09 marzo 2023 10:33

Chi ha sabotato i gasdotti Nord Stream 1 e 2 che collegavano la Russia alla Germania attraverso il mar Baltico? A settembre i due famosi progetti, simbolo assoluto della dipendenza della Germania dal gas russo (oggi superata), sono stati irrimediabilmente danneggiati sui fondali marini. Nessuno ha rivendicato quell’atto in piena guerra ucraina, favorendo la proliferazione di ipotesi, speculazioni e inevitabili teorie del complotto.

Ora sono arrivate nuove conclusioni, senza che però sia stata fornita una risposta definitiva sull’identità o la motivazione degli autori. L’8 marzo la Germania, che ha condotto l’inchiesta, ha rivelato di aver identificato un’imbarcazione che potrebbe aver condotto l’operazione. La nave era stata affittata da una società polacca controllata da alcuni cittadini ucraini.

La pista ucraina è stata subito smentita dalle autorità di Kiev, mentre il governo tedesco ha messo in guardia contro qualsiasi conclusione affrettata sottolineando che l’inchiesta è ancora in corso. Il ministro della difesa tedesco Boris Pistorius ha perfino evocato la possibilità che qualcuno abbia deliberatamente seminato indizi per confondere le acque. “Potrebbe essere stata un’operazione condotta sotto falsa bandiera. Non sarebbe la prima volta nella storia”, ha sottolineato Pistorius.
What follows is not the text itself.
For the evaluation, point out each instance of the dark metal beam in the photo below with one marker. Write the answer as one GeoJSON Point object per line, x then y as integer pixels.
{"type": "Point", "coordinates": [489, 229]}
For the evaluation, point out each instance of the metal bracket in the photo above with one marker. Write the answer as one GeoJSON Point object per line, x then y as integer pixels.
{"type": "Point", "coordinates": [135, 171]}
Chi aveva interesse a distruggere i gasdotti? La domanda era già stata posta a settembre, e le ipotesi sul tavolo erano molte. Personalmente ero propenso per la pista russa, perché Mosca aveva interrotto unilateralmente la consegna di gas qualche settimana prima e scommetteva sul panico degli europei in vista dell’inverno. Ma era solo un’ipotesi tra le altre.

Piste alternative
Anche la pista americana ha vissuto il suo momento di gloria: gli Stati Uniti, secondo questa tesi, volevano impedire la ripresa della fornitura russa per forzare la mano degli europei. Il giornalista Seymour Hersh ha sostenuto questa ipotesi all’inizio di febbraio. Secondo le sue ricerche, gli esplosivi sarebbero stati piazzati sui gasdotti in occasione delle manovre estive della Nato, per poi essere fatti brillare a settembre.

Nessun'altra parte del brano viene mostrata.